原告弁護団によると、江原裁判長は5月24日に開いた非公開の進行協議で、9月に被告の元幹部や証人の尋問をして年内に結審する日程を示した。原告弁護団が反対すると、11月26~28日に尋問、来年1月23日結審に変更。原告弁護団もいったんは受け入れた。
しかし、その後、41人の原告の間で「3人の担当裁判官のうち裁判長は2月に交代したばかりで、左陪席は4月に着任したばかり。提訴から7年分の膨大な記録を短期間で読み込んできちんと合議をできるのか」と異論が出た。2年前から担当している右陪席の意見で判決が書かれ、実質的に「単独裁判」になるとの懸念が強まり、再検討を要請することにした。
進行協議で江原裁判長が「右陪席は来年3月末で異動になる」旨の発言をしたことが不信感を増幅させたという。原告の木村結・事務局長は記者会見で「これまで丁寧に審理してきたのに裁判所の都合で終わらせるのか」と批判した。
江原裁判長は30日の口頭弁論では尋問や結審の日取りを指定せず、「合議体として主張や証拠をしっかり検討して判断するのは言うまでもなく当然のこと。指摘や懸念に留意していく」と述べた。
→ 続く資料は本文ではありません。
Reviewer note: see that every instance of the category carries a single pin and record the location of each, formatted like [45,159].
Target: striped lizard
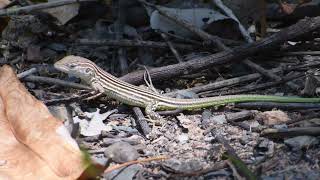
[124,92]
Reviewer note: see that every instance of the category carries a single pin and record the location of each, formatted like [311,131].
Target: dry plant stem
[291,132]
[159,158]
[119,31]
[304,118]
[180,38]
[284,106]
[316,53]
[27,73]
[246,35]
[28,9]
[54,81]
[131,43]
[173,50]
[215,167]
[257,87]
[217,41]
[229,12]
[141,120]
[68,99]
[223,83]
[302,27]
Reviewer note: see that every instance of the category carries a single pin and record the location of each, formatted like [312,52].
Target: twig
[159,158]
[141,120]
[28,9]
[68,99]
[223,83]
[246,35]
[271,105]
[173,50]
[215,167]
[303,26]
[204,35]
[257,87]
[131,43]
[291,132]
[27,73]
[54,81]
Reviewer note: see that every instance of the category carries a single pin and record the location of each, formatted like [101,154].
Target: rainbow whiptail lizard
[129,94]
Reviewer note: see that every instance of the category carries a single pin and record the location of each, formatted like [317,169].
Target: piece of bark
[236,54]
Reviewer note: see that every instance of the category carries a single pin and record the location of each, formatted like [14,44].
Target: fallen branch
[28,9]
[131,43]
[302,27]
[160,158]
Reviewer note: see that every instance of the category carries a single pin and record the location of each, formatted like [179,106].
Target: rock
[121,152]
[183,138]
[125,173]
[178,166]
[301,142]
[220,119]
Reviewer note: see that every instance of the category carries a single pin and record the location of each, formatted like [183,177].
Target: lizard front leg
[150,111]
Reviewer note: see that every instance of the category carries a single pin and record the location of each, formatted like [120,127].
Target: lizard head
[77,66]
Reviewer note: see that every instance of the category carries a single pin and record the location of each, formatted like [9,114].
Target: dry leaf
[272,117]
[34,144]
[4,3]
[288,8]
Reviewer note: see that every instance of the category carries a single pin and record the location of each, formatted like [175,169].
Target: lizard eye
[72,66]
[88,70]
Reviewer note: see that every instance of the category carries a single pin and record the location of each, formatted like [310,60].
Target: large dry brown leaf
[33,144]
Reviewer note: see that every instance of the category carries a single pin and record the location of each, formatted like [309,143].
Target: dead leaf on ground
[33,143]
[4,3]
[272,117]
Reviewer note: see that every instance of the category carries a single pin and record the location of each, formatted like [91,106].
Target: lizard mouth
[60,67]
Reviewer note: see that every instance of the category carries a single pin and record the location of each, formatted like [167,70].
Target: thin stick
[158,158]
[28,9]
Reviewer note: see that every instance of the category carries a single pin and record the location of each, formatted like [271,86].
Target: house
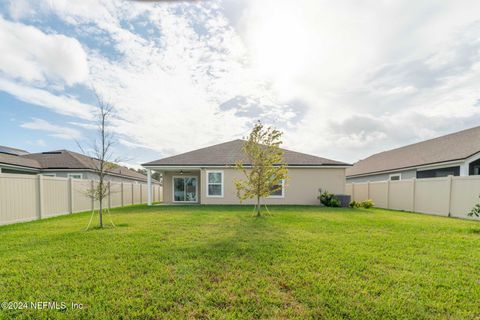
[456,154]
[206,176]
[61,163]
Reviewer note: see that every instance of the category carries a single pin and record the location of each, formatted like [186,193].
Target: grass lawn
[220,262]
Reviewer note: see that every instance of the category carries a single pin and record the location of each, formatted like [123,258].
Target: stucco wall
[301,188]
[168,183]
[407,174]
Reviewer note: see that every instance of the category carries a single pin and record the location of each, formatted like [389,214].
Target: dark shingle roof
[455,146]
[14,151]
[19,161]
[229,153]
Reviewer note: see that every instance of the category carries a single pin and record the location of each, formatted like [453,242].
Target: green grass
[220,262]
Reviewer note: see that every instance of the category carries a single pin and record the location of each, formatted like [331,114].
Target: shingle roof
[455,146]
[19,161]
[65,159]
[228,153]
[14,151]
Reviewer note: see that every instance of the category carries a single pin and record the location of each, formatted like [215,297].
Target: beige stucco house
[206,176]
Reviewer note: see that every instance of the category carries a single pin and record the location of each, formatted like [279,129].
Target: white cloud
[344,79]
[32,55]
[58,103]
[52,129]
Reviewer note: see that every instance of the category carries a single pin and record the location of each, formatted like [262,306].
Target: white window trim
[173,189]
[395,175]
[71,175]
[283,192]
[207,183]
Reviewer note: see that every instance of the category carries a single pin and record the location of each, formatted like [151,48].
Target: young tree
[101,154]
[266,169]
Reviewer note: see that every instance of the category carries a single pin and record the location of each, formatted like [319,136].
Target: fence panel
[379,192]
[115,194]
[55,196]
[18,198]
[81,201]
[360,191]
[401,195]
[450,196]
[432,196]
[465,192]
[127,194]
[136,193]
[30,197]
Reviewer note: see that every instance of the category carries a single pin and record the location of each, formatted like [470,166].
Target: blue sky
[343,79]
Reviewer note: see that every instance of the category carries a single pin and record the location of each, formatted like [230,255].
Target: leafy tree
[100,150]
[475,211]
[265,169]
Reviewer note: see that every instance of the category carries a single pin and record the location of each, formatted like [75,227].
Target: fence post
[388,194]
[414,184]
[121,188]
[40,196]
[70,195]
[450,182]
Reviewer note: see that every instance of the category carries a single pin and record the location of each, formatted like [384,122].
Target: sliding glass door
[185,189]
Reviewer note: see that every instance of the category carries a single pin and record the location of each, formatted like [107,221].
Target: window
[279,192]
[474,168]
[438,173]
[395,177]
[215,184]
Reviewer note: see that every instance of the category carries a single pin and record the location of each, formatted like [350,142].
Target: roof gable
[228,153]
[456,146]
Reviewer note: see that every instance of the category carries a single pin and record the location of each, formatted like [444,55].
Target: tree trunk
[258,206]
[100,211]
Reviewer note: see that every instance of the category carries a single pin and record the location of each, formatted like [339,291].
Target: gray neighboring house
[207,176]
[61,163]
[456,154]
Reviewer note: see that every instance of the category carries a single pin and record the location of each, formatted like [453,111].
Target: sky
[342,79]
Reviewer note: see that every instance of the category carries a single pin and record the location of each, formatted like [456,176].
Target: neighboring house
[456,154]
[61,163]
[206,176]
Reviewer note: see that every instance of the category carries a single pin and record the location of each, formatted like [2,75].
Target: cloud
[61,104]
[32,55]
[343,79]
[54,130]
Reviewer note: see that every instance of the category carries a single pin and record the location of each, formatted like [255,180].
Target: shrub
[328,199]
[475,211]
[367,204]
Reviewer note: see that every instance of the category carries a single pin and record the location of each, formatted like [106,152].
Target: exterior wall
[406,174]
[168,184]
[301,188]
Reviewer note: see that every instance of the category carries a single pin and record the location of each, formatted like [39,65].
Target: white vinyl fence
[450,196]
[33,197]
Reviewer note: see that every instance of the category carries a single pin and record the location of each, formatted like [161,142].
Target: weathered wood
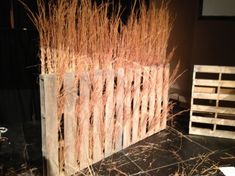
[70,124]
[213,109]
[84,122]
[43,123]
[98,114]
[119,109]
[49,91]
[136,105]
[216,83]
[165,96]
[209,120]
[208,132]
[159,88]
[127,108]
[109,112]
[144,102]
[227,97]
[204,89]
[221,90]
[214,69]
[152,96]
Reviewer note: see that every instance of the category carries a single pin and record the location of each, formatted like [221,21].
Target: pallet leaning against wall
[213,101]
[104,112]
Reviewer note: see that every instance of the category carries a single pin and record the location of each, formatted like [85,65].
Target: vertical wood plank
[136,105]
[191,103]
[127,108]
[152,98]
[70,124]
[165,96]
[109,112]
[98,113]
[217,101]
[43,122]
[52,123]
[84,120]
[159,83]
[144,102]
[119,109]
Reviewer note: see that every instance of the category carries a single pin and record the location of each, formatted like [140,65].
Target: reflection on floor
[170,152]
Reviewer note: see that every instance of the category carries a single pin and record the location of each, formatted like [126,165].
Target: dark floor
[170,152]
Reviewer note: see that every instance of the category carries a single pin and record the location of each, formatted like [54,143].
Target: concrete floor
[169,152]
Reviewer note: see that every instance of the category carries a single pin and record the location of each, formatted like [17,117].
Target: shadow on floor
[170,152]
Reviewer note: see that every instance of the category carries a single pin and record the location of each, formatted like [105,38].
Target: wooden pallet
[213,101]
[108,111]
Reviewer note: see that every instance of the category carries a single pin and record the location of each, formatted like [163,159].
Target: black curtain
[19,95]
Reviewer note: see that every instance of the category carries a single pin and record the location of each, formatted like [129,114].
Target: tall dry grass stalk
[81,35]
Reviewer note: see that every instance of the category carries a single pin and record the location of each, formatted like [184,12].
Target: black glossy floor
[170,152]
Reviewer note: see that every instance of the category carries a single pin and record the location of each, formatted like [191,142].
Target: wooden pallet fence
[105,111]
[213,100]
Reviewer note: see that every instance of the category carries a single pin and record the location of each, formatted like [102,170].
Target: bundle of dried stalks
[81,35]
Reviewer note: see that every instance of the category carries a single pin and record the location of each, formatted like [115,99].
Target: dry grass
[83,36]
[77,36]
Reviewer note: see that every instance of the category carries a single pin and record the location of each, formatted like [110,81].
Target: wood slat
[52,123]
[98,116]
[43,122]
[70,124]
[204,89]
[221,110]
[127,108]
[136,105]
[109,112]
[119,109]
[159,91]
[152,95]
[144,102]
[84,120]
[208,96]
[214,69]
[216,83]
[165,96]
[208,132]
[209,120]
7月の次回進行協議で改めて方針を示すとみられている。
河合弘之・弁護団長は「以前に審理を早く進めるよう求めていたのを逆手に取られた。合議の実を上げるには、3人の裁判官が同じ土俵で議論することが不可欠だ」と指摘。尋問の前に裁判官を交えた勉強会を開催することなどを提案したいという。